0

Given the following documents in an index (lets call it addresses):

{
    ADDRESS: {
        ID: 1,
        LINE1: "steet 1",
        CITY: "kuala lumpur",
        COUNTRY: "MALAYSIA",
        ...
    } 
}
{
    ADDRESS: {
        ID: 2,
        LINE1: "steet 1",
        CITY: "kualalumpur city",
        COUNTRY: "MALAYSIA",
        ...
    }
}
{
    ADDRESS: {
        ID: 3,
        LINE1: "steet 1",
        CITY: "kualalumpur",        
        COUNTRY: "MALAYSIA",
        ...
    }
}
{
    ADDRESS: {
        ID: 4,
        LINE1: "steet 1",
        CITY: "kuala lumpur city",      
        COUNTRY: "MALAYSIA",
        ...
    }
}

At this point, I found the query to grab "kualalumpur", "kuala lumpur", "kualalumpur city" with the search text "kualalumpur".
But "kuala lumpur city" is missing from the result despite near similarity with "kualalumpur city".

Here is my query so far:

{
  "query": {
    "bool": {
      "should": [
          {"match": {"ADDRESS.STREET": {"query": "street 1", "fuzziness": 1, "operator": "AND"}}},
          {
            "bool": {
              "should": [
                {"match": {"ADDRESS.CITY": {"query": "kualalumpur", "fuzziness": 1, "operator": "OR"}}},
                {"match": {"ADDRESS.CITY.keyword": {"query": "kualalumpur", "fuzziness": 1, "operator": "OR"}}}
              ]
            }
          }
        ],
      "filter": {
        "bool": {
          "must": [
            {"term": {"ADDRESS.COUNTRY.keyword": "MALAYSIA"}}
          ]
        }
      },
      "minimum_should_match": 2
    }
  }
}

Given the condition, is it possible at all for Elasticsearch to return all four documents with search text "kualalumpur"?

fruqi
  • 4,427
  • 4
  • 25
  • 32
  • it would be great if you can let me know if it solved your problem. – Amit Jul 20 '20 at 03:06
  • Hey!

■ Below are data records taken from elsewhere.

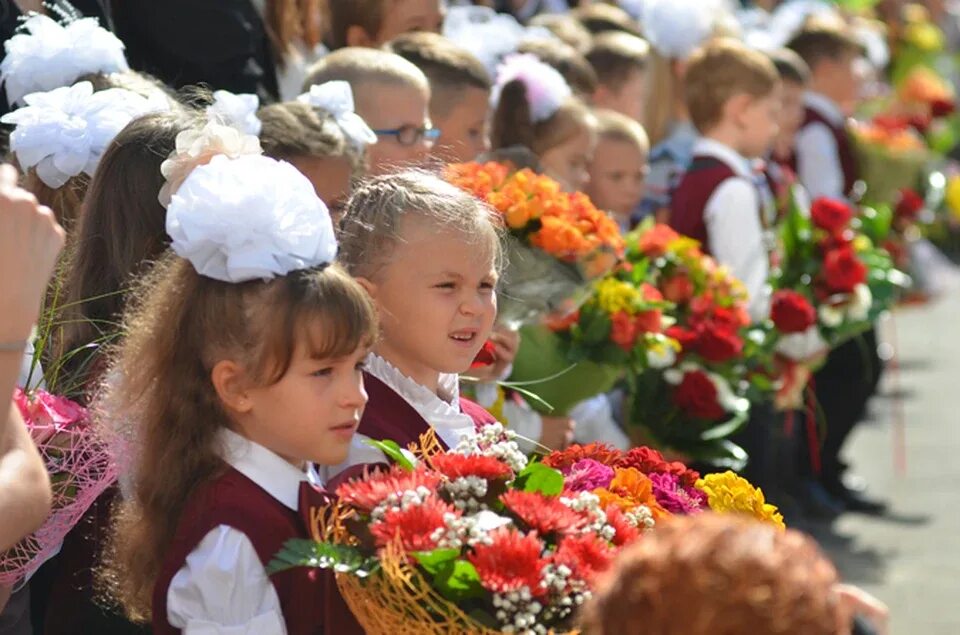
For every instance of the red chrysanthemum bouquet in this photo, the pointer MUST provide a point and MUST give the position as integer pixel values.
(559, 242)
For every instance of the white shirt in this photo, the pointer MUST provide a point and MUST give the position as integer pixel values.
(732, 217)
(818, 158)
(223, 588)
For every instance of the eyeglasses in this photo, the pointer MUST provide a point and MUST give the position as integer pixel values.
(409, 135)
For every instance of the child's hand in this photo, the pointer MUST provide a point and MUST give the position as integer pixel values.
(557, 432)
(30, 240)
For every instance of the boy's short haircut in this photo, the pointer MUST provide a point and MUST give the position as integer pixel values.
(615, 55)
(567, 61)
(721, 70)
(819, 42)
(601, 18)
(343, 14)
(358, 65)
(616, 126)
(790, 66)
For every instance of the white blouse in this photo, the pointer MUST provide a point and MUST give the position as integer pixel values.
(223, 588)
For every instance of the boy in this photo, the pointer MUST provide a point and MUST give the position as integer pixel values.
(392, 96)
(619, 165)
(620, 61)
(459, 93)
(371, 23)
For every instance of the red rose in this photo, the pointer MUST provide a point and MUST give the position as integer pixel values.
(843, 270)
(697, 396)
(830, 214)
(791, 312)
(718, 343)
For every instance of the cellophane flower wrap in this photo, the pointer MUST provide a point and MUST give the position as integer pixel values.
(479, 539)
(80, 470)
(698, 392)
(558, 242)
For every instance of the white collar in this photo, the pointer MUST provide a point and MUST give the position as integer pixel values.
(733, 159)
(269, 471)
(826, 107)
(443, 415)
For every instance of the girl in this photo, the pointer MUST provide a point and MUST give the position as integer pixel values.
(241, 363)
(535, 108)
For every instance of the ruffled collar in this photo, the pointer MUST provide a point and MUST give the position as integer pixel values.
(443, 414)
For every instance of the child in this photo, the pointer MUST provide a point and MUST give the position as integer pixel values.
(535, 108)
(620, 60)
(392, 96)
(241, 363)
(619, 165)
(459, 93)
(372, 23)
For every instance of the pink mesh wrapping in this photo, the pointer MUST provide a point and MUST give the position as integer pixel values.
(80, 470)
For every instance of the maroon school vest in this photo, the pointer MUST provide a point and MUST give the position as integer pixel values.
(234, 500)
(689, 201)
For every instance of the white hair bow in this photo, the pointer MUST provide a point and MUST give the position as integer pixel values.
(337, 99)
(249, 218)
(64, 132)
(45, 54)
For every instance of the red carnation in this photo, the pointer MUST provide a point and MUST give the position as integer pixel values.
(843, 270)
(791, 312)
(697, 396)
(509, 562)
(831, 214)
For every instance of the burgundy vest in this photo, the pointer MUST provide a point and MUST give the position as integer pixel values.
(845, 151)
(689, 201)
(234, 500)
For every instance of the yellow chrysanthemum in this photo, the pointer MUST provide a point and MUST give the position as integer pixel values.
(728, 493)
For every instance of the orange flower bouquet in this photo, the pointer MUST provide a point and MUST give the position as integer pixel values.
(558, 241)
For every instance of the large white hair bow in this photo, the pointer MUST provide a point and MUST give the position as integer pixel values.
(337, 99)
(64, 132)
(249, 218)
(47, 55)
(237, 110)
(545, 86)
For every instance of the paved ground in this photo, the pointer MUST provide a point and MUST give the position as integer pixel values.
(911, 558)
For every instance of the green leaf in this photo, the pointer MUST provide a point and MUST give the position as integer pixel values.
(393, 451)
(537, 477)
(323, 555)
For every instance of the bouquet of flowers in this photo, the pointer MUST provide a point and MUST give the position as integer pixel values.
(558, 241)
(480, 540)
(80, 470)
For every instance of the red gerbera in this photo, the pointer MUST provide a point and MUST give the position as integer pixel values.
(545, 515)
(370, 490)
(414, 525)
(510, 562)
(454, 465)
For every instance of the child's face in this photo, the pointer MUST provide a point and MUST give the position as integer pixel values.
(463, 126)
(617, 174)
(567, 162)
(312, 412)
(394, 107)
(436, 301)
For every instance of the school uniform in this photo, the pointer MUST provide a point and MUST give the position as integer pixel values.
(213, 579)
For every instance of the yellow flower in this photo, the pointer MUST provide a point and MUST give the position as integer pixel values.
(728, 493)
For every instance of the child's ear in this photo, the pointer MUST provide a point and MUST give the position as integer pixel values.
(230, 382)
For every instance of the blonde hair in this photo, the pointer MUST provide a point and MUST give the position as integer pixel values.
(374, 216)
(721, 70)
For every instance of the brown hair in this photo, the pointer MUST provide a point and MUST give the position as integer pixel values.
(293, 129)
(615, 55)
(571, 64)
(721, 70)
(179, 326)
(712, 574)
(372, 222)
(121, 230)
(819, 42)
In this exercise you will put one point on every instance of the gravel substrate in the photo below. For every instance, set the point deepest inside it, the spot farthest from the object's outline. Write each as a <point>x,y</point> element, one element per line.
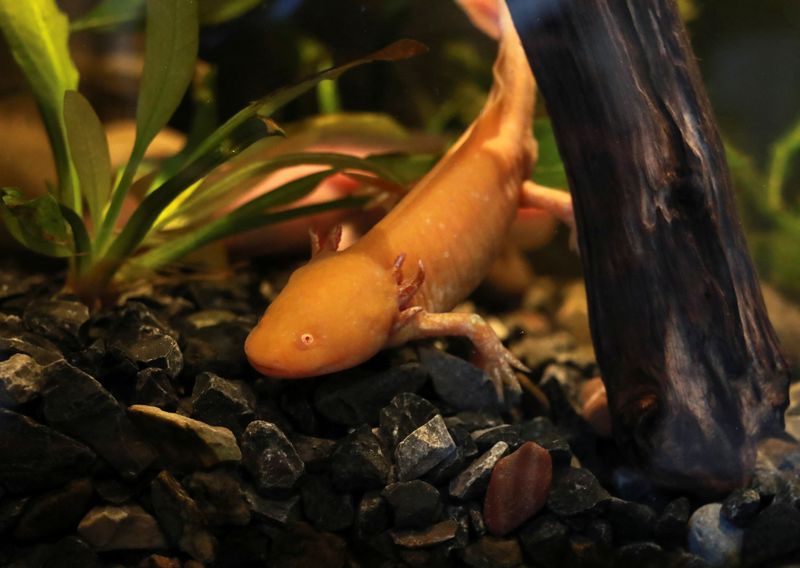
<point>139,436</point>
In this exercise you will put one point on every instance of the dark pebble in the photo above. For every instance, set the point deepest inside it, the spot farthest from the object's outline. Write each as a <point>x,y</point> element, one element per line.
<point>543,432</point>
<point>42,350</point>
<point>641,555</point>
<point>352,401</point>
<point>154,388</point>
<point>423,449</point>
<point>216,349</point>
<point>221,402</point>
<point>280,511</point>
<point>404,414</point>
<point>181,519</point>
<point>789,492</point>
<point>600,532</point>
<point>741,506</point>
<point>220,498</point>
<point>767,481</point>
<point>772,535</point>
<point>326,508</point>
<point>473,481</point>
<point>21,380</point>
<point>455,462</point>
<point>493,552</point>
<point>423,538</point>
<point>10,510</point>
<point>631,521</point>
<point>414,504</point>
<point>269,457</point>
<point>459,383</point>
<point>671,525</point>
<point>58,320</point>
<point>46,459</point>
<point>55,512</point>
<point>508,433</point>
<point>358,462</point>
<point>372,515</point>
<point>544,541</point>
<point>575,491</point>
<point>184,443</point>
<point>315,452</point>
<point>71,552</point>
<point>79,406</point>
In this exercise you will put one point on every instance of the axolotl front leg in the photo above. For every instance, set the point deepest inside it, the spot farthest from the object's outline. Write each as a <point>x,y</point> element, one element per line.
<point>414,322</point>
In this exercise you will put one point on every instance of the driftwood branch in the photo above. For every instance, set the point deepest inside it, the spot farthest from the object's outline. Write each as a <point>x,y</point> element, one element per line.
<point>690,361</point>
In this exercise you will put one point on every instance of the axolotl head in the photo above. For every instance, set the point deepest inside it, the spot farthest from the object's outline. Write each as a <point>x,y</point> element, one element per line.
<point>334,313</point>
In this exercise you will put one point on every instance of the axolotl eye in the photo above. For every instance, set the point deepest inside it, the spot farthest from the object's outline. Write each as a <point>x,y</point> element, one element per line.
<point>305,340</point>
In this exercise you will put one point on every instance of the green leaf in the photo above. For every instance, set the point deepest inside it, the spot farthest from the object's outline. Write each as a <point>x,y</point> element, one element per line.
<point>89,149</point>
<point>37,34</point>
<point>228,226</point>
<point>266,106</point>
<point>549,169</point>
<point>110,13</point>
<point>37,223</point>
<point>170,54</point>
<point>206,200</point>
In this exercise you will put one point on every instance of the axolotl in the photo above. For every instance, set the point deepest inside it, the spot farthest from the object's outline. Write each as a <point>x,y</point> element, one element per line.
<point>343,306</point>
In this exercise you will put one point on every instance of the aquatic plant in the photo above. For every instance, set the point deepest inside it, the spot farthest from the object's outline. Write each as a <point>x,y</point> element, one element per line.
<point>79,218</point>
<point>770,206</point>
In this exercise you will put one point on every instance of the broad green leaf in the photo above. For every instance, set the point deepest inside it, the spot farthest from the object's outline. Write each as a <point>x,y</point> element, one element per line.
<point>110,13</point>
<point>37,34</point>
<point>170,54</point>
<point>141,222</point>
<point>37,223</point>
<point>89,148</point>
<point>549,169</point>
<point>266,106</point>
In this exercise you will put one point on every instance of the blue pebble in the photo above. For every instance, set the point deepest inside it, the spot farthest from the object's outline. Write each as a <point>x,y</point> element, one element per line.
<point>713,538</point>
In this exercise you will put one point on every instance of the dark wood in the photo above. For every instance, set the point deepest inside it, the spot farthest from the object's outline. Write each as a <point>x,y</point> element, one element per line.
<point>690,361</point>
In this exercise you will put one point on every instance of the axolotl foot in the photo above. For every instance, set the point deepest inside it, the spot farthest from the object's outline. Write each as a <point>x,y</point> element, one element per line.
<point>492,356</point>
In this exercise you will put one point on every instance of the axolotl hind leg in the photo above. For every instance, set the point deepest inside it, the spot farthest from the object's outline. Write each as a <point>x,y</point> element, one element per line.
<point>417,323</point>
<point>492,355</point>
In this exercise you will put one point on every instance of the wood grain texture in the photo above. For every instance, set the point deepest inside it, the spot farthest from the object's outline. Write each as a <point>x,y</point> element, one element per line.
<point>690,361</point>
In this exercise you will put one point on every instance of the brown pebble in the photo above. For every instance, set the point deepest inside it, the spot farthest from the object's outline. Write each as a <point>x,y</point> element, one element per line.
<point>518,488</point>
<point>594,401</point>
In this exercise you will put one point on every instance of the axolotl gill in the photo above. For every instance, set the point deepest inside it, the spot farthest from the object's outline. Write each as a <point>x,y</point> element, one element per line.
<point>399,280</point>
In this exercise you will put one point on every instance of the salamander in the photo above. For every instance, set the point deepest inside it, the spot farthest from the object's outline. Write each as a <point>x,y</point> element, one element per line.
<point>399,280</point>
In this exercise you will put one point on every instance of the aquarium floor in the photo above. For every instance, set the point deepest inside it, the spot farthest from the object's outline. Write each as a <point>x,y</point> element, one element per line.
<point>139,436</point>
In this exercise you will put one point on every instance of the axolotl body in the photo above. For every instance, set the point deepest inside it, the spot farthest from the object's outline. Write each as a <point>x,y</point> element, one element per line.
<point>345,305</point>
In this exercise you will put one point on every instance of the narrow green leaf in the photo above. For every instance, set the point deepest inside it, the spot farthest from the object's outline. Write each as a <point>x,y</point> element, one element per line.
<point>170,54</point>
<point>233,225</point>
<point>89,148</point>
<point>82,246</point>
<point>549,169</point>
<point>37,33</point>
<point>37,223</point>
<point>205,200</point>
<point>266,106</point>
<point>109,13</point>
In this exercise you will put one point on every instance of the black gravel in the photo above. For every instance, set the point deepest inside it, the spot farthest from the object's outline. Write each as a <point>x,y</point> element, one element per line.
<point>139,436</point>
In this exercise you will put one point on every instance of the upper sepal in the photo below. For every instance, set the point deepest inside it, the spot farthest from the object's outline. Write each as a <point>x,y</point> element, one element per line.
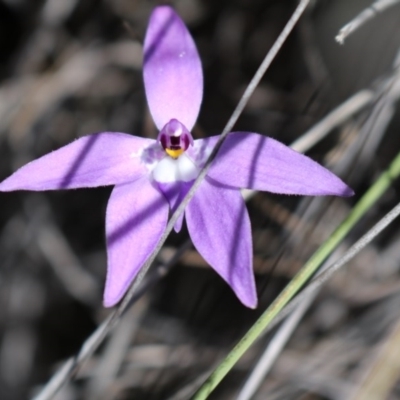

Indeed it does! Thanks, one follow up question, what is the benefit of choosing edge n-gram in this case instead of n-gram? – fruqi Jul 20 '20 at 03:09
  • 1
    Glad it helped and thanks for upvote and accepting answer, you need prefix kind of search like `kualalumpur` not `ualal` which is infix search and costly and edge- n gram creates much less tokens and more performant which suited your use case – Amit Jul 20 '20 at 03:15
  • That makes sense. Thanks a lot for the explanation :) – fruqi Jul 20 '20 at 03:19
  • No issues, my pleasure – Amit Jul 20 '20 at 03:48
  • 1
    Please go through my detailed answer https://stackoverflow.com/a/60584211/4039431 on same topic where I linked my blog as well and don't forgot to upvote if you like the answer :) – Amit Jul 20 '20 at 03:49
  • 1
    Awesome! Thanks again:D – fruqi Jul 20 '20 at 06:32

1 Answers1

1

You can use edge-n gram tokenizer on the country field to get the all four docs, tried it in my local and adding below working example.

Create custom analyzer and apply it on your field

{
    "settings": {
        "index": {
            "analysis": {
                "analyzer": {
                    "ngram_analyzer": {
                        "type": "custom",
                        "filter": [
                            "lowercase"
                        ],
                        "tokenizer": "edgeNGramTokenizer"
                    }
                },
                "tokenizer": {
                    "edgeNGramTokenizer": {
                        "token_chars": [
                            "letter",
                            "digit"
                        ],
                        "min_gram": "1",
                        "type": "edgeNGram",
                        "max_gram": "40"
                    }
                }
            },
            "max_ngram_diff": "50"
        }
    },
    "mappings": {
        "properties": {
            "country": {
                "type": "text",
                "analyzer" : "ngram_analyzer"
            }
        }
    }
}

Index your all four sample docs, like below

{
  "country" : "kuala lumpur"
}

search query with term kualalumpur matches all four docs

{
    "query": {
        "match" : {
            "country" : "kualalumpur"
        }
    }
}

 "hits": [
      {
        "_index": "fuzzy",
        "_type": "_doc",
        "_id": "3",
        "_score": 5.0003963,
        "_source": {
          "country": "kualalumpur"
        }
      },
      {
        "_index": "fuzzy",
        "_type": "_doc",
        "_id": "2",
        "_score": 4.4082437,
        "_source": {
          "country": "kualalumpur city"
        }
      },
      {
        "_index": "fuzzy",
        "_type": "_doc",
        "_id": "1",
        "_score": 0.5621849,
        "_source": {
          "country": "kuala lumpur"
        }
      },
      {
        "_index": "fuzzy",
        "_type": "_doc",
        "_id": "4",
        "_score": 0.4956103,
        "_source": {
          "country": "kuala lumpur city"
        }
      }
    ]

 
Amit
  • 25,499
  • 6
  • 44
  • 72